One possible reason for adding "let mutable" would be to specify that
escapes (such as the one Jacques gave) are explicitly disallowed.  In
other words, programmers could use "let mutable" to enforce the
requirement that the data is stack-allocated.  The compiler would report
an error if it is not possible to stack-allocate, instead of silently
defaulting to heap allocation.  Programmers might want to do this to
guarantee efficiency, or to guarantee that the memory is deallocated and
does not become a potential memory leak.

It might even be possible to attach finalisers to the data, which would
be guaranteed to be called when the function exits, analogous to C++
destructors.  However, this would complicate exception handling and
possibly tail-recursion optimisations.

-----Original Message-----
From: Jacques Garrigue []
Sent: 08 June 2001 00:50
Subject: [Caml-list] let mutable (was OCaml Speed for Block

About the introduction of a let mutable construct,
Tom _ <> wrote

> In any case, whether or not the compiler in the
> current implementation can or cannot do good type
> inference and may or may not be forced to box
> a floating point number, the two constructs mean
> something different to the programmer, and they
> behave differently.  In particular "mutable x"
> can never be passed around as a reference, while
> "x = ref ..." can.  If not anything else, that
> prevents the programmer from inadvertently inhibiting
> a compiler optimization by passing around a reference.

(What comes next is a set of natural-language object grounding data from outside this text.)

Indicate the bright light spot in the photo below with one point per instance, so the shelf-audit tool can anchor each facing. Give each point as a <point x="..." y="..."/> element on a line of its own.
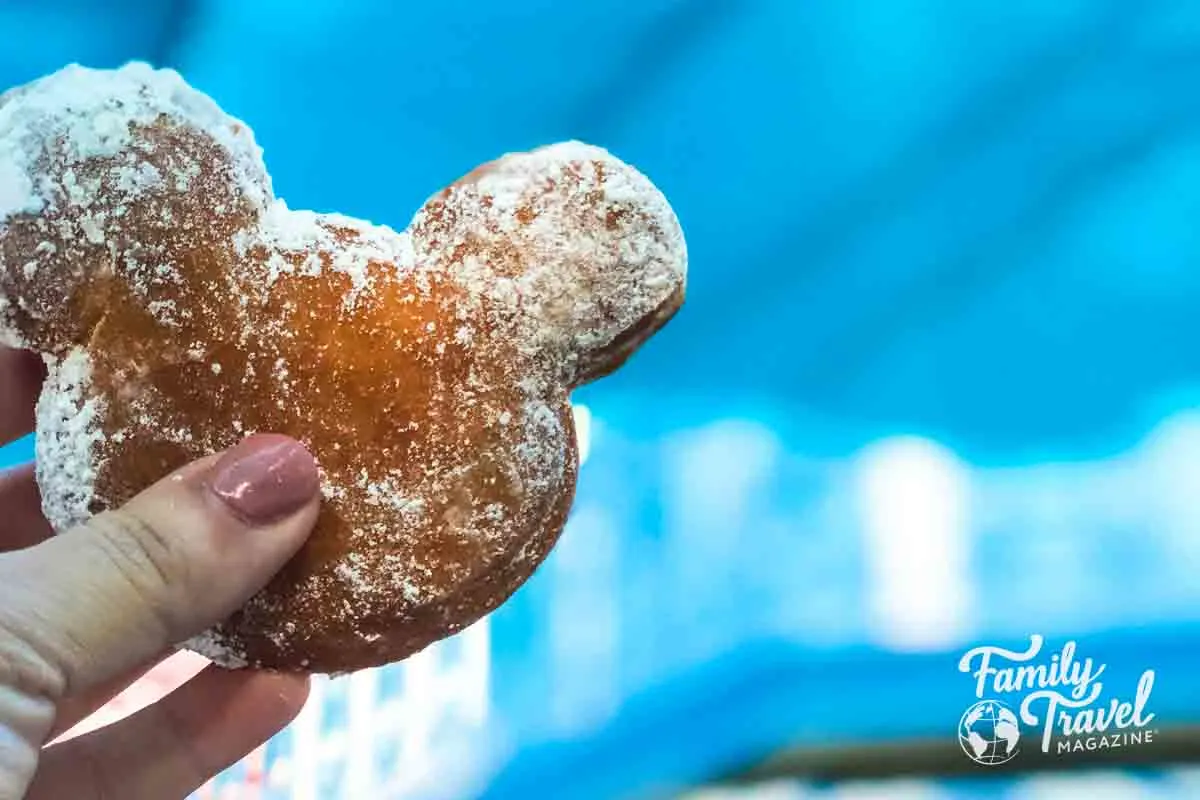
<point x="913" y="495"/>
<point x="1171" y="467"/>
<point x="583" y="431"/>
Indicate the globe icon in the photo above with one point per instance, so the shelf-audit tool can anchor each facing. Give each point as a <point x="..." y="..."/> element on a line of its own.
<point x="989" y="733"/>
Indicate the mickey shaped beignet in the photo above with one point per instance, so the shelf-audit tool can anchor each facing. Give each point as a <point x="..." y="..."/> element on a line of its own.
<point x="180" y="306"/>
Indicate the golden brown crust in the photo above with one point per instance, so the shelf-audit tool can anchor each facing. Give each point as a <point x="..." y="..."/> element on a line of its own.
<point x="181" y="307"/>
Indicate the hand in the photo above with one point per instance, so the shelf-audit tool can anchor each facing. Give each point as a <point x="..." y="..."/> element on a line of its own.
<point x="83" y="614"/>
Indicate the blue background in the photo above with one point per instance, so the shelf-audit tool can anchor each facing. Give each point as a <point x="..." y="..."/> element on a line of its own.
<point x="969" y="222"/>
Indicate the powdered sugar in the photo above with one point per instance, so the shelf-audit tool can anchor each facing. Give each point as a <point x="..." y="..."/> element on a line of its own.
<point x="69" y="433"/>
<point x="606" y="248"/>
<point x="217" y="649"/>
<point x="93" y="114"/>
<point x="306" y="244"/>
<point x="427" y="370"/>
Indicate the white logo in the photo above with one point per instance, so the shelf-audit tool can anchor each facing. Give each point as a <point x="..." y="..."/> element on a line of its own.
<point x="989" y="733"/>
<point x="1060" y="696"/>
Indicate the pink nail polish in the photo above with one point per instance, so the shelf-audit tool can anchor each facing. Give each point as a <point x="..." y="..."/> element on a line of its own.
<point x="265" y="477"/>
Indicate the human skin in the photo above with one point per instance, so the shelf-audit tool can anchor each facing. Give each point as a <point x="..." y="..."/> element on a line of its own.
<point x="84" y="613"/>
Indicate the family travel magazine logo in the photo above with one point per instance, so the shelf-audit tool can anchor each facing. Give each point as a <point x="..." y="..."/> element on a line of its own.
<point x="1059" y="697"/>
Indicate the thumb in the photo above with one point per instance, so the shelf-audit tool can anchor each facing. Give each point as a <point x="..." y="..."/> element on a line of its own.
<point x="103" y="597"/>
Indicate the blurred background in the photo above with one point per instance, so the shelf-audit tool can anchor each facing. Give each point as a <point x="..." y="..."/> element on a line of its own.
<point x="936" y="384"/>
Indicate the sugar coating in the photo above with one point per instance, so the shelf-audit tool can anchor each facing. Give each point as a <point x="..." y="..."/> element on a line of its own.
<point x="505" y="290"/>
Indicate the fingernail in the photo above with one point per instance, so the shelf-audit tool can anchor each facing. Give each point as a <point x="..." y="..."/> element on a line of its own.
<point x="265" y="477"/>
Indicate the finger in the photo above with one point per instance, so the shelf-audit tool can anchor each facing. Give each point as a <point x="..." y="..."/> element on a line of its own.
<point x="75" y="709"/>
<point x="96" y="601"/>
<point x="174" y="746"/>
<point x="21" y="379"/>
<point x="23" y="523"/>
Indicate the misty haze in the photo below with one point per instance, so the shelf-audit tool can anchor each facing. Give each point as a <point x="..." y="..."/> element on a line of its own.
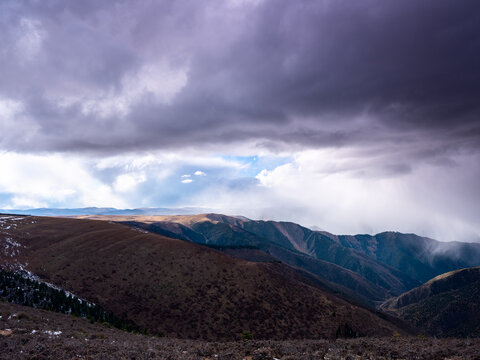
<point x="239" y="179"/>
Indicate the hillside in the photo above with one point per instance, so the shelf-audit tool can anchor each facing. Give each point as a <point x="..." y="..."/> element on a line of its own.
<point x="27" y="333"/>
<point x="366" y="279"/>
<point x="369" y="268"/>
<point x="178" y="288"/>
<point x="447" y="305"/>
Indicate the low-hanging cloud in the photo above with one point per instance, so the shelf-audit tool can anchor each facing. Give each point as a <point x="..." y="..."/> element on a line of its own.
<point x="373" y="92"/>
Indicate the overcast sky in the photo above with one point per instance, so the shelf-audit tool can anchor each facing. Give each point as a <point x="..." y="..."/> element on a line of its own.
<point x="352" y="116"/>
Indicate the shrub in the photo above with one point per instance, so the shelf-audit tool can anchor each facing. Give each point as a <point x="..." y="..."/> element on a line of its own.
<point x="246" y="335"/>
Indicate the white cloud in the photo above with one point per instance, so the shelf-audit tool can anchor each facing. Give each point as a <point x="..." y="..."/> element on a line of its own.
<point x="30" y="37"/>
<point x="127" y="182"/>
<point x="52" y="179"/>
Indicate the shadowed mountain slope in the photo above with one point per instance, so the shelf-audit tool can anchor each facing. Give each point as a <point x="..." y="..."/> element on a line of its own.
<point x="179" y="288"/>
<point x="375" y="267"/>
<point x="447" y="305"/>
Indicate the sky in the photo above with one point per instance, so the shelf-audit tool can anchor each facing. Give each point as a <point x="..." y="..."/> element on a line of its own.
<point x="350" y="116"/>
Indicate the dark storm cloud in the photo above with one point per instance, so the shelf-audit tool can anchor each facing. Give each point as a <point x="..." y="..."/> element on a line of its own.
<point x="284" y="74"/>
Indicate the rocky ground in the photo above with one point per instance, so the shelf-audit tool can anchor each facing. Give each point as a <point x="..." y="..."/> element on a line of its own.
<point x="27" y="333"/>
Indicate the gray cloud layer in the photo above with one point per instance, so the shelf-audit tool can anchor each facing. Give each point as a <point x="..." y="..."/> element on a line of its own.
<point x="127" y="75"/>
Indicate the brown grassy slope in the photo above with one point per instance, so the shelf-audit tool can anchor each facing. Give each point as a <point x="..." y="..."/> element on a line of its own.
<point x="182" y="289"/>
<point x="28" y="338"/>
<point x="447" y="305"/>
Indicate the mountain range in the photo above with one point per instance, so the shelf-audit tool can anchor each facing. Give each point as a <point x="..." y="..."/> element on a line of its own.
<point x="214" y="277"/>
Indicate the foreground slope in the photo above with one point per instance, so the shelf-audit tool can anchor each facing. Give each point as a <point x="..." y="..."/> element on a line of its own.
<point x="447" y="305"/>
<point x="179" y="288"/>
<point x="27" y="333"/>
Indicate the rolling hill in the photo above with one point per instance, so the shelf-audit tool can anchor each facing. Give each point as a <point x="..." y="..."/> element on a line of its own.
<point x="369" y="268"/>
<point x="447" y="305"/>
<point x="178" y="288"/>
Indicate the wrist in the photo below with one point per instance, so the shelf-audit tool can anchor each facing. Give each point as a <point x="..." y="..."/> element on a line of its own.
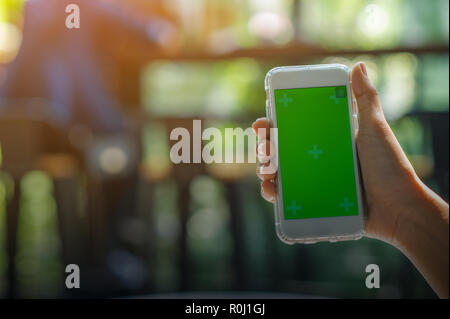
<point x="426" y="214"/>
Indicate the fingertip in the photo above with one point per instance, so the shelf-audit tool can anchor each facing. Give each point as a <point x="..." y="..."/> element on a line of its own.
<point x="268" y="191"/>
<point x="261" y="123"/>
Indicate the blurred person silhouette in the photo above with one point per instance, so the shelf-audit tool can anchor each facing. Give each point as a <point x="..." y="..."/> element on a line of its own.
<point x="68" y="68"/>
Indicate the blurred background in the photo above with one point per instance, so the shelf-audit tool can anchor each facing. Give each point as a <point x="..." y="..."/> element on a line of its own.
<point x="85" y="115"/>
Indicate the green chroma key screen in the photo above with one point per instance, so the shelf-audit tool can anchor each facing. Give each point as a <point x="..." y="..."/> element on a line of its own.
<point x="315" y="152"/>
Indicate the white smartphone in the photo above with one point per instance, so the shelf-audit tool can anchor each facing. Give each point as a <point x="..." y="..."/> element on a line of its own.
<point x="320" y="196"/>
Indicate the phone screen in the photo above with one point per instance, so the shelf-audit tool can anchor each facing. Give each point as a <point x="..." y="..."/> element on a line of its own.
<point x="315" y="152"/>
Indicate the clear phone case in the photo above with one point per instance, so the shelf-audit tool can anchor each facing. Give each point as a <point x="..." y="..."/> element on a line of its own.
<point x="278" y="202"/>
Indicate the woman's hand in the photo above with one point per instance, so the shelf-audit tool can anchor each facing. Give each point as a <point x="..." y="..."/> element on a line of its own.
<point x="400" y="208"/>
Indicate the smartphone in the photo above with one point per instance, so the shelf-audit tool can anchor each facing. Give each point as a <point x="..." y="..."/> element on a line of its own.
<point x="319" y="189"/>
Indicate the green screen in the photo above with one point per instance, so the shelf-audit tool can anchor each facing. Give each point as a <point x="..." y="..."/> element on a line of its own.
<point x="315" y="153"/>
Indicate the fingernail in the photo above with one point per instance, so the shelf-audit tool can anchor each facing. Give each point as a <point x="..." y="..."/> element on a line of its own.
<point x="363" y="68"/>
<point x="262" y="148"/>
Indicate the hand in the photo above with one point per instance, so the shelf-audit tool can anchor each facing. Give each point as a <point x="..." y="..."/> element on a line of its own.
<point x="394" y="194"/>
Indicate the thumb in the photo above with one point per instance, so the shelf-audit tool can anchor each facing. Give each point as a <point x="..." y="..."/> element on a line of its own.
<point x="369" y="106"/>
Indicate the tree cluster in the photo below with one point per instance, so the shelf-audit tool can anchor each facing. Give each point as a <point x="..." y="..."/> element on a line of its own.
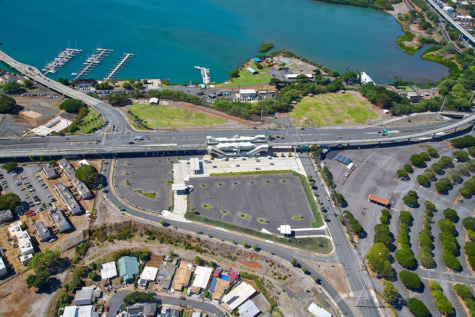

Not exactly, the compiler may still need to build a reference.

    let mutable x = 0 in
    List.iter (fun y -> x <- x+y) l;

Since x has to be modified in a function called by iter, it must be
wrapped into an actual reference cell.

As the compiler already does a good job at unboxing only locally used
references, let mutable would only be some syntactic sugar (with
exactly the same typing as a reference).

> Besides, the syntax is probably quite a bit more 
> natural to imperative programmers anyway.

This is actually the only argument for let mutable.
I would also like such a construct, but I don't know whether its worth
it. The real question is whether let mutable should be allowed at
toplevel, with problems for both answers.